188.8.131.52 Based on the available - peer-reviewed - medical scientific studies, from both governmental and independent sources, any danger related to DU exposure is known to be quantity-dependent. Available peer-reviewed medical scientific studies show no links between natural uranium or depleted uranium exposure and cancer.
2.3.3 However, there are a number of the veterans reporting symptoms. While these symptoms are not be linked to DU exposure, these should warrant further peer-reviewed scientific studies. This will require the identification of appropriate record keeping.
3. A COMMON NATO MEDICAL POLICY FOR THE HANDLING OF THE ACTUAL SITUATION.
3.1 In order to substantiate any valuable medical conclusion, the following approaches/measures have been agreed upon:
3.2 Each nation should analyze its military personnel crude mortality rates, and age-specific mortality rates (ASR). These rates should be calculated separately for the deployed and for non-Balkan deployed military personnel and should be compared. A comparison with the general population should also be made.
3.3 Each nation should analyze the overall and/or specific rate of malignancies occurrence within its Balkan veterans, and compare it to their national matched statistics.
3.4 Each nation should correlate the collection of morbidity data with known local health hazards in theater.
3.5 The coordinated implementation of 3.4 will be performed by the COMEDS through its WG on Military Preventive Medicine that will report to the next plenary meeting (May 2001).
3.6 COMEDS insists that any investigation and measurements ought only to be undertaken where they are scientifically-validated and ethically acceptable.

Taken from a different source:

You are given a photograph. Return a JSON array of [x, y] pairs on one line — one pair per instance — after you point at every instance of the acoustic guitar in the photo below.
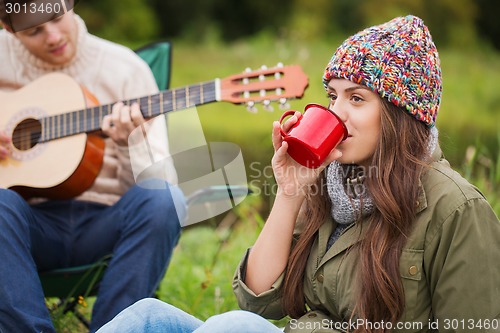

4.1 Within NATO, in the past, the military medical support was a pure national responsibility. With the increase in multinational deployments, common principles and policies specific for the medical support were (Doc NATO MC 326/1) and are still being developed (AJP 4.10, study2235).
4.2 Such common agreements and policies however form the basis of NATO working procedures as each nation's own legislative framework may determine which measures will be additionally implemented for its own deployed personnel.
4.3 COMEDS task the WG for Mil Prev Med to develop a coherent strategy, process and standardized procedures that will enable known and future health hazards to be identified and addressed.
5.1 COMEDS recognizes the imperative to listen to the health concerns of the military personnel.
5.2 These health concerns and problems are best served by scientific, peer-reviewed analysis including independent studies.
5.3 Based on such peer-reviewed medical scientific data and on the available national information, a link between DU and the reported cancers cannot be established.
5.4 Although presently there is no indication of any atypical illness linked to the Balkan, the timely investigation of all reports of an increased incidence of symptoms or pathologies is necessary. Again this ought to be performed in an open, scientific, and peer-reviewed manner.
5.5 It is in the interest of the veterans, the military and medical communities and the local populations, that health risks related to the operational environment be approached by Medical Services from a multinational perspective in a transparent and in an independent manner.
COMEDS recommends the MC:
6.1 To note the conclusions.
6.2 To request the nations to act according to the principles laid out in paragraph 3.
6.3 To request the nations to further implement the accepted NATO medical policies (MC326/1) and to speed up the ratification process of currently proposed medical policies (AJP 4.10, Study 2235)
6.4 To note the fact that COMEDS tasked its WG on Prev Med to make proposals by May 01.
6.5 To note that it is in the interest of the military personnel, the military and medical communities and the local populations, that health risks related to the operational environment be followed on by Medical Services from a multinational perspective in a transparent and in an independent manner.
6.6 To note that since - in the actual and future technologically driven military environment - health-related issues impact increasingly on the troops, their performance, their morale and the public opinion, the availability of adequate medical staffing with the appropriate credentials is essential.